According to his government, the task force was able to expel 80 percent of the miners. But the victory was short-lived.  As soon as Brazil’s armed forces left the region last August, Indigenous leaders say the miners made their comeback.

“Bolsonaro let the situation get out of control. Lula took matters in hand, but as soon as the army left, the invaders returned — this time, better prepared and using airstrips in Venezuela,” the younger Kopenawa said.

While Indigenous advocates have welcomed the changes under Lula, many feel his government has yet to follow through with its promises for a permanent solution to the problem.  “The will is there, but we need better cooperation between the government agencies involved in solving the problem. The Defence Ministry, for example, did not do enough,” said Marcos Wesley, an Indigenous expert with the Brazil-based Socio-Environmental Institute (ISA).

Junior Hekurari, a Yanomami leader and health worker, said the government can help by offering Indigenous people more resources.  “We need planes, helicopters and fuel to come and go,” he said. “We are constantly being threatened and attacked by armed miners.”

Hekurari himself has participated in rescue operations in Yanomami territory, as part of the Yanomami Hutukara Association, a network of local communities.  He showed Al Jazeera a photo of one recent patient the group tried to help: a four-year-old Yanomami boy who lived close to the Venezuelan border.  The boy was starving when the rescue team reached him. They transported the child to a nearby hospital, but it was too late: He died from his condition.

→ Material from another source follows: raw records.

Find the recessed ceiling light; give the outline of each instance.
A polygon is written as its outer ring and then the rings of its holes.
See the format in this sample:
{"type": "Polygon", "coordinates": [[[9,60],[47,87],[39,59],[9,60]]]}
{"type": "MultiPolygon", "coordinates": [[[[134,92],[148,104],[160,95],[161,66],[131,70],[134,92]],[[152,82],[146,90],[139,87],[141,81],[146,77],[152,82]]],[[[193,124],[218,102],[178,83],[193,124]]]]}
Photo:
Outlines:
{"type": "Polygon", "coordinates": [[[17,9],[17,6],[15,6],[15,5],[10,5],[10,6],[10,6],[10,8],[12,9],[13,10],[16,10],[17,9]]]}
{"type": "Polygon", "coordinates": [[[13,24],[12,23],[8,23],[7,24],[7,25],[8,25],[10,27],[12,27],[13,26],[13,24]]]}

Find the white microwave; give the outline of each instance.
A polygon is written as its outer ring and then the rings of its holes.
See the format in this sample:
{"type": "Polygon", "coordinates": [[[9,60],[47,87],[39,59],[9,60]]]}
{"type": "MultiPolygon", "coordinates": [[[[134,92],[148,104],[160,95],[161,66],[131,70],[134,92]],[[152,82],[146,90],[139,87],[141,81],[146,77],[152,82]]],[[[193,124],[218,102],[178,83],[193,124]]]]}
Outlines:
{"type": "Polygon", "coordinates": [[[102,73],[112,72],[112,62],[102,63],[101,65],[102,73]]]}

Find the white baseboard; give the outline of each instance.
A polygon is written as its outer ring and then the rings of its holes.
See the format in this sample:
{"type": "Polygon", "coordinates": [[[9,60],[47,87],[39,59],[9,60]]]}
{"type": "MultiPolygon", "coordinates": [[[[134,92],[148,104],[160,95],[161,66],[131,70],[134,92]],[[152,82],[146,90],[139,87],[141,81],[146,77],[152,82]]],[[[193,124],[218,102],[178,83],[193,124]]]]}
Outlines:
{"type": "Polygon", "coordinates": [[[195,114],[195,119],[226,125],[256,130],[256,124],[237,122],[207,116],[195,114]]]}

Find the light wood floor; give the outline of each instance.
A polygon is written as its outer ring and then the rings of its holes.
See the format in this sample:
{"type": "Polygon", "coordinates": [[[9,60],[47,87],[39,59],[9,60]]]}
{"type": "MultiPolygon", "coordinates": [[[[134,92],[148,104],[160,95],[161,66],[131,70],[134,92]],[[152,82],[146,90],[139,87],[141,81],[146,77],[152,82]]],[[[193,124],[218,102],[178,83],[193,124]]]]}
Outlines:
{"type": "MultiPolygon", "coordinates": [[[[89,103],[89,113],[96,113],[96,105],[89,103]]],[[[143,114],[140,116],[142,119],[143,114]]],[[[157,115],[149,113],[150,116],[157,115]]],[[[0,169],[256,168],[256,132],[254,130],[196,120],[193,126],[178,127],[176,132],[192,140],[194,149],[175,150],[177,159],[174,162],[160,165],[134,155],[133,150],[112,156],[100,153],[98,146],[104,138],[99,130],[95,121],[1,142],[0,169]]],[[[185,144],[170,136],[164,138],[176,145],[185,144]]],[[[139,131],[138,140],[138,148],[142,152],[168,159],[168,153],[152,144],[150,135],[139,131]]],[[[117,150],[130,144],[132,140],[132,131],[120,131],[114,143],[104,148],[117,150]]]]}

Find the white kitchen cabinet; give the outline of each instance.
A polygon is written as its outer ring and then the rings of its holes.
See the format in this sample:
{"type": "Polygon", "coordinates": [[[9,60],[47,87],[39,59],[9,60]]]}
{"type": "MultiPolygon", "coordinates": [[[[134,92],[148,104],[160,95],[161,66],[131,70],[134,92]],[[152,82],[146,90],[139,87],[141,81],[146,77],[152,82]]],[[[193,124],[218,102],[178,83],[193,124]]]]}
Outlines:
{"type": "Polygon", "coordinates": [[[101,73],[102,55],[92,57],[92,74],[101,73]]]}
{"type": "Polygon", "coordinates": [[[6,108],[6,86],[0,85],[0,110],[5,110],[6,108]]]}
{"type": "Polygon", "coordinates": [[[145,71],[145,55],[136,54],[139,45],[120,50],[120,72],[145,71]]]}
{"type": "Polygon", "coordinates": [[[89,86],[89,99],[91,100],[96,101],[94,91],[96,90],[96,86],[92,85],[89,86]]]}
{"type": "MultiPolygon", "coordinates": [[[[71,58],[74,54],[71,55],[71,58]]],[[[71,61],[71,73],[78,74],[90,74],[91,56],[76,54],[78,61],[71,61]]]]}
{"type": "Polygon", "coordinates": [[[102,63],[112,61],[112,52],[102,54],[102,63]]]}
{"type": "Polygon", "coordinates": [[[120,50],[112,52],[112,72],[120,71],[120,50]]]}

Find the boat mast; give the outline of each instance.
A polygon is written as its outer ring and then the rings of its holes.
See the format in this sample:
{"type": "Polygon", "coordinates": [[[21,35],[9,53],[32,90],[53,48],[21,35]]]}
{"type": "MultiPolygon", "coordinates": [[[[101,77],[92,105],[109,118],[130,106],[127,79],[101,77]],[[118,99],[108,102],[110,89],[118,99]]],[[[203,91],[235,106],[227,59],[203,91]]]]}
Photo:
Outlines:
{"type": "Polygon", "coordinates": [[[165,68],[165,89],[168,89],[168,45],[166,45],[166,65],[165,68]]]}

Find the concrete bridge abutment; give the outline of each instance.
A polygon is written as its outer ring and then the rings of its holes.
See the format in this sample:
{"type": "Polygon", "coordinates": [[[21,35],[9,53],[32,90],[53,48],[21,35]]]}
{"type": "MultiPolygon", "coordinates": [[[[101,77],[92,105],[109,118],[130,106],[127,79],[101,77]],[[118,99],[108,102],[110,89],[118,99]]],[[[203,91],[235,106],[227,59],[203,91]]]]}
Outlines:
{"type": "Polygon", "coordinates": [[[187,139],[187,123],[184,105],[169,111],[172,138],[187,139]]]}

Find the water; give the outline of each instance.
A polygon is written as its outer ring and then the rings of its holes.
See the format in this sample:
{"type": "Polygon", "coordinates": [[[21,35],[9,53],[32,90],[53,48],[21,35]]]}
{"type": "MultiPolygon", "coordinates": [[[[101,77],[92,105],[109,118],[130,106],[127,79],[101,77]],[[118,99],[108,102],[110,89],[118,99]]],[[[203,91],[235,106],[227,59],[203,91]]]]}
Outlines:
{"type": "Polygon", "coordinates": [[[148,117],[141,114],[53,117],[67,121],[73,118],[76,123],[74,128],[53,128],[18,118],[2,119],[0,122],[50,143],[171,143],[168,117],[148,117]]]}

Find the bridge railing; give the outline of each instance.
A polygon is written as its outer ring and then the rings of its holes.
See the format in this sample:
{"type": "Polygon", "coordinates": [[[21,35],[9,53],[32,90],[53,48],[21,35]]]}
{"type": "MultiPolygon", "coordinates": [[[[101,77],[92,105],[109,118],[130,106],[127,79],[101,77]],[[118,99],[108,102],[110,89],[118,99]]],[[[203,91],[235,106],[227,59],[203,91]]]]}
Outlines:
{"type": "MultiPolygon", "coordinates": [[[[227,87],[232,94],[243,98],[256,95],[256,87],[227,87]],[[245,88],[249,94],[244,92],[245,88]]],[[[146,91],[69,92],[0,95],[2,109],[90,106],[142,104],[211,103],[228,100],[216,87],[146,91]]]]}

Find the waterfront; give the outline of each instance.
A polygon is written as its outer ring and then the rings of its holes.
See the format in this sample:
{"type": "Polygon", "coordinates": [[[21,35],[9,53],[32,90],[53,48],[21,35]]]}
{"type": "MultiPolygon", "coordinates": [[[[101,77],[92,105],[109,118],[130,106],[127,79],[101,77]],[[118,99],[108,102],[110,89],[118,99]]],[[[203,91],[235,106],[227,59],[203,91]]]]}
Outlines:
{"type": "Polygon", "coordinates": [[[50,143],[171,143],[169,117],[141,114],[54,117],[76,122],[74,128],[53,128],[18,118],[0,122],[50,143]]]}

Deforestation has also slowed — but not stopped — under Lula. According to the Hutukara Association, 240 hectares (about 593 acres) of Yanomami land were destroyed last year. That is the equivalent of 200 football fields.

The problem stretches beyond Yanomami lands too. Beto Marubo, an Indigenous leader from the Javari Valley in western Brazil, said his people are likewise afflicted by incursions from illegal industry.

“We are all facing the same problem: a lack of protection for our territories, which are being occupied by organised criminal forces,” Marubo said.

But at the Carnival parade, with samba music pulsing from every street corner, Indigenous leaders were optimistic they could rally the public to their cause.  As Kopenawa, the shaman, prepared to climb a steel ladder to reach his perch on a float, he observed that samba has the power to reach across cultures. After all, the music has roots in the African diaspora and has grown to become one of Brazil’s most iconic art forms.

“This is an alliance between our people and the people from Rio’s favelas,” he said of the Yanomami’s collaboration with the local samba club. “It’s the union of the Indigenous and Black souls.”

Kopenawa was set to be part of the parade’s showstopper: He and 12 other Yanomami members would ride the final float in the samba club’s procession.  Leaders of three other Indigenous peoples also took part in the parade, which featured custom music created by the club.

“We are all here to conquer hearts and minds for our cause,” Indigenous activist and writer Ailton Krenak told Al Jazeera from the parade route. “It’s marvellous to see the Yanomami mythology and vision of the world being translated into a samba.”

“Many Yanomamis who are participating in the parade cannot even speak Portuguese. Yet they’re singing the lyrics of a samba written in their name and telling the world they still exist — and will resist.”